I'm a software engineer at Data Theorem. Find me on GitHub or LinkedIn, or email me at nabla.c0d3[at]gmail[dot]com


Serverless vs Containers: A Case Study of Building and Securing Real-World Microservices

June 2019 - Cloud Expo 2019

Presentation about an experimentation we did at Data Theorem: building the same micro-service first using Google Cloud's Serverless platform, and then their container orchestration offering, to compare the benefits and downsides of each approach.

Where, how, and why is SSL traffic on mobile getting intercepted?

January 2018 - OWASP AppSec California

November 2017 - BlueHat v17

Presentation about our analysis of 10 million pinning failure reports coming from devices all around the world, that mobile developers who use TrustKit in their apps have shared with us.

iOS Application Security

February 2016 - Book release

I was the Technical Reviewer for David Thiel's "iOS Application Security". This book goes in great details about how to spot security issues affecting iOS Apps and how to avoid making these mistakes when building an App.

TrustKit: Code Injection on iOS 8 for the Greater Good

August 2015 - Black Hat USA 2015

Presentation about a new open-source library that makes it very easy to deploy SSL pinning in iOS or OS X Apps.

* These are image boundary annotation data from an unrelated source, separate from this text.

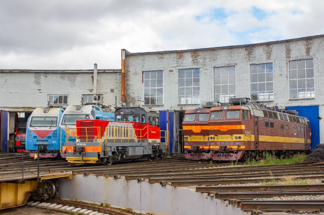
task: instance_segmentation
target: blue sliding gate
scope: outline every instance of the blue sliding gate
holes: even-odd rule
[[[159,110],[160,112],[160,128],[161,130],[168,131],[170,144],[170,153],[173,153],[173,116],[174,112],[172,110]],[[167,120],[167,118],[168,120]],[[168,126],[167,126],[167,125]],[[164,132],[161,132],[161,136],[164,136]],[[165,141],[165,138],[161,141]]]
[[[319,114],[318,106],[293,106],[286,107],[286,108],[297,110],[298,112],[298,116],[306,117],[309,120],[312,128],[310,146],[312,149],[314,149],[319,143],[319,120],[317,118]]]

It Just (Net)Works: The Truth About iOS 7's Multipeer Connectivity Framework

October 2014 - Hack in The Box Kuala Lumpur 2014

August 2014 - Black Hat USA 2014

Presentation on how I reverse-engineered Apple's undocumented Multipeer Connectivity Framework. I also uncovered a man-in-the-middle attack allowing an attacker to downgrade the encryption level of the connection; this issue was later fixed by Apple in iOS 9 as CVE-2015-5851.

Security Audit of Cryptocat iOS

March 2014 - Security report

iSEC Partners performed a security audit of the Cryptocat chat application on iOS; this audit was commissioned by the Open Technology Fund and I was the lead tester on this project. The final report for the work we did has been made publicly available.

Introspy: Security Profiling for Blackbox iOS and Android

October 2013 - Ruxcon 2013

Presentation introducing Introspy, a tool to greatly simplify the process of finding security vulnerabilities in iOS and Android applications.

Everything you've always wanted to know about certificate validation with OpenSSL (but were afraid to ask)

October 2012 - Whitepaper

Whitepaper on how to properly perform certificate validation within an SSL client application using OpenSSL.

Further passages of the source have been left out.